The Musical Quarterly
- Discipline: Music
- Language: English
- Edited by: Leon Botstein

Publication details
- History: 1915–present
- Publisher: Oxford University Press (United States)
- Frequency: Quarterly

Standard abbreviations
- ISO 4: Music. Q.

Indexing
- ISSN: 0027-4631
- LCCN: 2004-235646
- JSTOR: 00274631
- OCLC no.: 53165498

Links
- Journal homepage;

= The Musical Quarterly =

Oldest academic journal on music in America

The Musical Quarterly is the oldest academic journal on music in America. The journal was originally conceived and established in 1915 by Rudolph E. Schirmer Sr. in collaboration with Oscar Sonneck. The journal was edited by Sonneck until his death in 1928. Sonneck was succeeded by a number of editors, including Carl Engel (1930–1944), Gustave Reese (1944–45), Paul Henry Lang (1945–1973), Joan Peyser (1977–1984), and Eric Salzman (1984–1991).
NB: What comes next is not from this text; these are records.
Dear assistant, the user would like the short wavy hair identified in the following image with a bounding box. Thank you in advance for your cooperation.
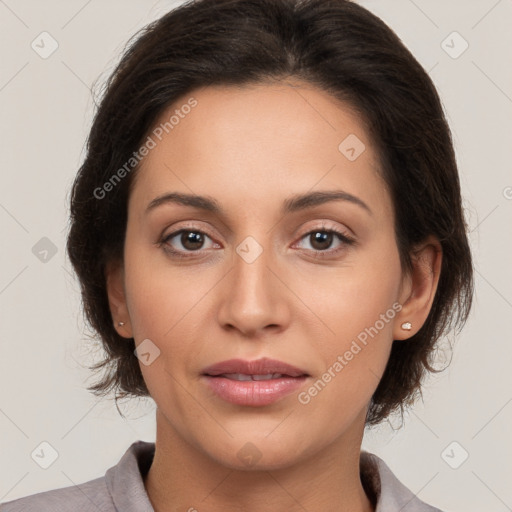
[67,0,473,425]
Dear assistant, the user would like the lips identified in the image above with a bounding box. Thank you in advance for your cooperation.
[202,357,308,380]
[202,358,310,407]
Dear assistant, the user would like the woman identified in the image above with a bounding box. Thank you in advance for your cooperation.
[2,0,473,512]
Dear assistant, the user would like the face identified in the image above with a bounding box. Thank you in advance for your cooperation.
[110,83,432,468]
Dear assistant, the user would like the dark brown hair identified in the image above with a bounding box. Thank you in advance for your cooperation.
[67,0,473,425]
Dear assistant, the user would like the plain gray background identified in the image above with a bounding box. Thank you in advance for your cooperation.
[0,0,512,512]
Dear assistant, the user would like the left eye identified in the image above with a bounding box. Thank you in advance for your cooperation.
[294,229,353,252]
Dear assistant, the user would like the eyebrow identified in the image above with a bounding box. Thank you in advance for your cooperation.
[145,190,373,215]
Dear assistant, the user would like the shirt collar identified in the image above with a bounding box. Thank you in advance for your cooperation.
[105,441,441,512]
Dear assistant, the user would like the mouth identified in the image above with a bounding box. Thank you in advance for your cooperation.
[201,358,310,407]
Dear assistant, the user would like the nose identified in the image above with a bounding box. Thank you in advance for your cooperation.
[217,241,290,337]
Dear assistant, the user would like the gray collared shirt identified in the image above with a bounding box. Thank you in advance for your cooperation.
[0,441,441,512]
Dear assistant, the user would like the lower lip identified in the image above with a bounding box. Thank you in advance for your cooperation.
[203,375,307,407]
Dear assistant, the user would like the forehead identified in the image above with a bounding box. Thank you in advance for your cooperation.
[130,82,389,220]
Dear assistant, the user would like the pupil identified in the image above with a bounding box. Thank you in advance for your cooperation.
[311,231,332,250]
[181,231,203,250]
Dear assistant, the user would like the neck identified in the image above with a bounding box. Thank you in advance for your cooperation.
[144,409,374,512]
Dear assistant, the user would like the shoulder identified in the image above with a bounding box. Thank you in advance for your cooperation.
[0,441,155,512]
[360,451,443,512]
[0,477,115,512]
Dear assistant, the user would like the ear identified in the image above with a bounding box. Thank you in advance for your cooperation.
[105,263,133,338]
[393,237,443,340]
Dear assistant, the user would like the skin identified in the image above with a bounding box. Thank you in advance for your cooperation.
[107,82,441,512]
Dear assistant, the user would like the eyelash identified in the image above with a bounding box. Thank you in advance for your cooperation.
[158,226,356,259]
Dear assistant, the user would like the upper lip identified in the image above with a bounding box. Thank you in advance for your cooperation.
[202,357,308,377]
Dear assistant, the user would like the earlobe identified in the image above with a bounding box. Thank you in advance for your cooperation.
[105,263,133,338]
[393,237,442,340]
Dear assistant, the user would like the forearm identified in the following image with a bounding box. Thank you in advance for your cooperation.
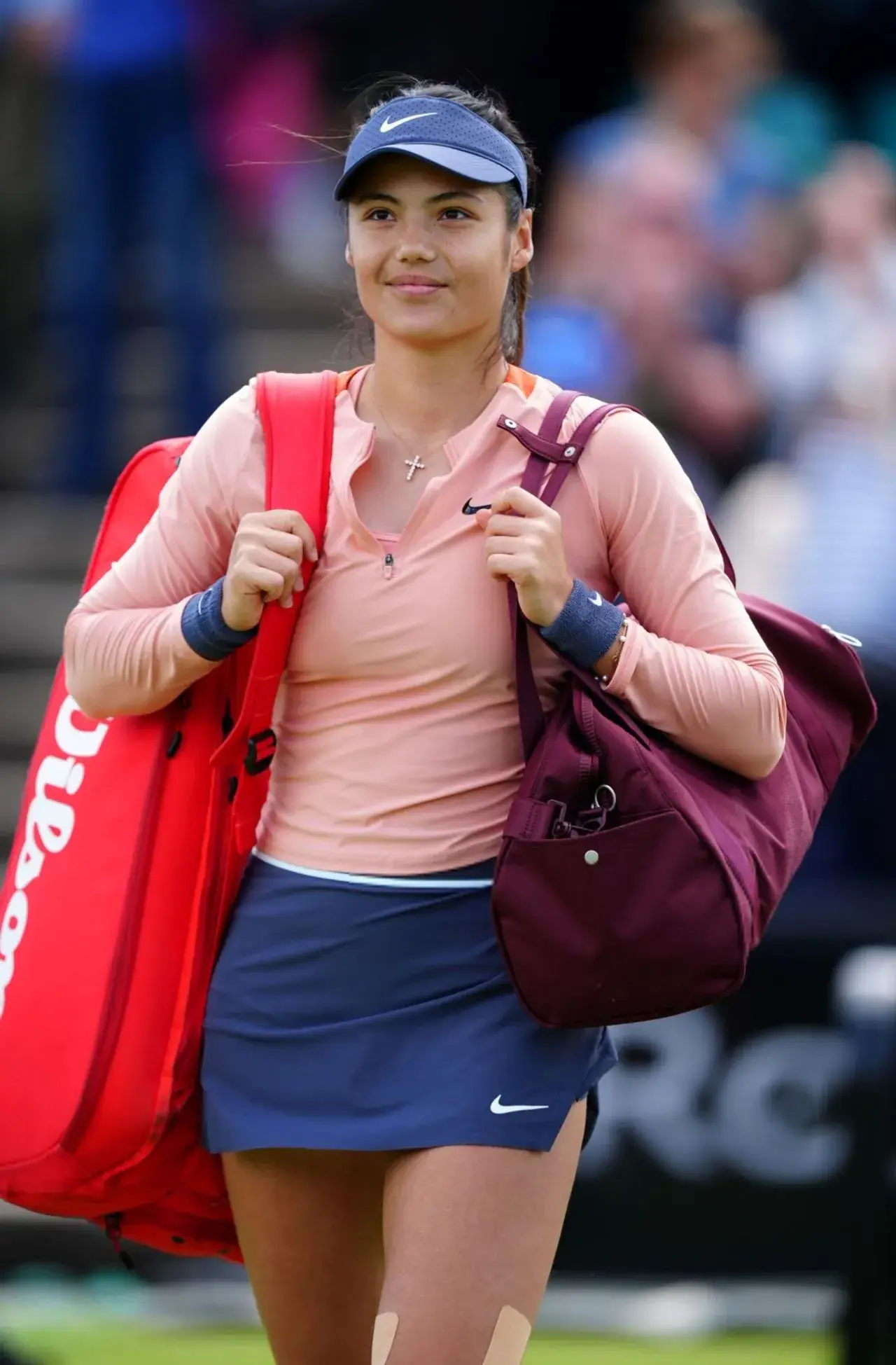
[64,602,217,718]
[607,620,787,778]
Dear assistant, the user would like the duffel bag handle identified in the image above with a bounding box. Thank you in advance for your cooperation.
[498,389,736,762]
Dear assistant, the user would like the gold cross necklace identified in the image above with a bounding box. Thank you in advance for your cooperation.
[377,406,426,483]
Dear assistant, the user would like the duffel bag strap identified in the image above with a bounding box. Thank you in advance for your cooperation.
[498,390,634,761]
[498,390,736,761]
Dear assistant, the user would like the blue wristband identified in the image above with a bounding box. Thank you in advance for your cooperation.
[180,578,258,663]
[539,578,624,669]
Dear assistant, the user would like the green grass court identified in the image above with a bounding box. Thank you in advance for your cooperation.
[8,1329,836,1365]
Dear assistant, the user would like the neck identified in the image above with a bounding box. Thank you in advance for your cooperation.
[358,332,507,448]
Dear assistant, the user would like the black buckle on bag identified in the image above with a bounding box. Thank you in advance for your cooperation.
[243,726,276,777]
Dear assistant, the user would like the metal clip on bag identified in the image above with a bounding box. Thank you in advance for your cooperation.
[492,393,877,1028]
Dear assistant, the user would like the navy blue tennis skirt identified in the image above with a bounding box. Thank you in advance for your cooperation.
[202,856,617,1152]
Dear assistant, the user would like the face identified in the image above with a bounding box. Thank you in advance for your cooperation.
[345,154,532,349]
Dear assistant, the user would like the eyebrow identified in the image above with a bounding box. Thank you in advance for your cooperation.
[355,190,482,203]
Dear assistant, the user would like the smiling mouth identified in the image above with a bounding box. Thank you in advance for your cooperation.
[388,280,444,293]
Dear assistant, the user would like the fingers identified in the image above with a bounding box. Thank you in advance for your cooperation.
[476,485,559,522]
[262,508,318,562]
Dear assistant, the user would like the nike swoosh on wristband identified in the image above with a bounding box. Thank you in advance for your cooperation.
[379,109,439,132]
[491,1095,551,1114]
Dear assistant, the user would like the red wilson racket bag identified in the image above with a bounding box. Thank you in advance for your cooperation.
[0,373,335,1259]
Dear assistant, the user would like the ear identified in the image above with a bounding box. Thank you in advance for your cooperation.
[510,209,535,275]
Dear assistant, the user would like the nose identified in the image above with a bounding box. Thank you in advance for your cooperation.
[396,229,436,262]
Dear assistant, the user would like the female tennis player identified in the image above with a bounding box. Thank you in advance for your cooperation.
[66,85,784,1365]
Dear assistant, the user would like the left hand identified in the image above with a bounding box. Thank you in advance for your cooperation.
[476,487,573,625]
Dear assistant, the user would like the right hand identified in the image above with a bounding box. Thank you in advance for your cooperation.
[221,509,318,630]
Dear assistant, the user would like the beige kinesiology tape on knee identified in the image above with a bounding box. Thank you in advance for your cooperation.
[370,1313,398,1365]
[483,1303,532,1365]
[371,1305,532,1365]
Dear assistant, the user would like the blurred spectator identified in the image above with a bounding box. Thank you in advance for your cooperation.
[526,124,764,506]
[743,146,896,445]
[719,289,896,879]
[203,0,346,289]
[16,0,220,493]
[537,0,791,310]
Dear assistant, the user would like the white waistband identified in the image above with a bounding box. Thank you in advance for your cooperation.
[252,849,493,892]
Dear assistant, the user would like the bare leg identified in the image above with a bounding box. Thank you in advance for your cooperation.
[224,1149,390,1365]
[374,1100,585,1365]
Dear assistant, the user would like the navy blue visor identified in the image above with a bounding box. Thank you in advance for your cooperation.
[335,95,529,203]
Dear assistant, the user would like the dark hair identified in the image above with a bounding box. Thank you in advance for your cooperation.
[346,76,536,364]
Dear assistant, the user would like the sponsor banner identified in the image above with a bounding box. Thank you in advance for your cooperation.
[556,893,895,1276]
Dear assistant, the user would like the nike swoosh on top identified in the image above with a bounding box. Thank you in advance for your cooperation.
[379,109,438,132]
[491,1095,551,1114]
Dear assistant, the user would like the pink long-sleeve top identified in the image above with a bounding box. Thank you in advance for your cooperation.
[66,370,785,875]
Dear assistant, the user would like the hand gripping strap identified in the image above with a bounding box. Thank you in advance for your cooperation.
[216,370,337,853]
[498,390,736,762]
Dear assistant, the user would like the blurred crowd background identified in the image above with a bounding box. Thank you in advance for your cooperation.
[0,0,896,1354]
[0,0,896,879]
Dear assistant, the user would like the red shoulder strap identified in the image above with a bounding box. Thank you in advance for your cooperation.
[216,370,337,853]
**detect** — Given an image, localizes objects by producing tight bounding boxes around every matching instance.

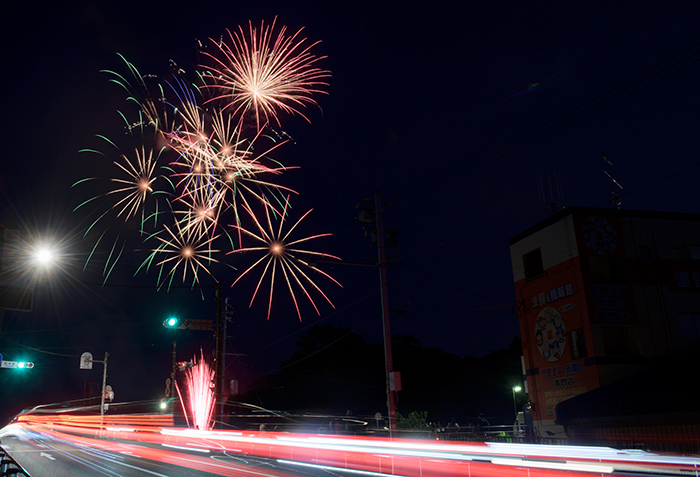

Since 1993, The Musical Quarterly has been edited by Leon Botstein, president of Bard College and principal conductor of the American Symphony Orchestra. Originally published by G. Schirmer, Inc., it is now published by Oxford University Press.

The journal published articles on a variety music topics. For example, in the publication's first volume, in 1915, the journal published the article The Study of Indian Music by American anthropologist Frances Densmore. In that time, Indian music for Americans was the term for Native American music. Other examples of early articles are the theoretical perspective of the 1922 articles Poetry and the Composer by Australian composer Ernest Henry Clark Oliphant and Music versus Materialism by American author and composer Elise Fellows White.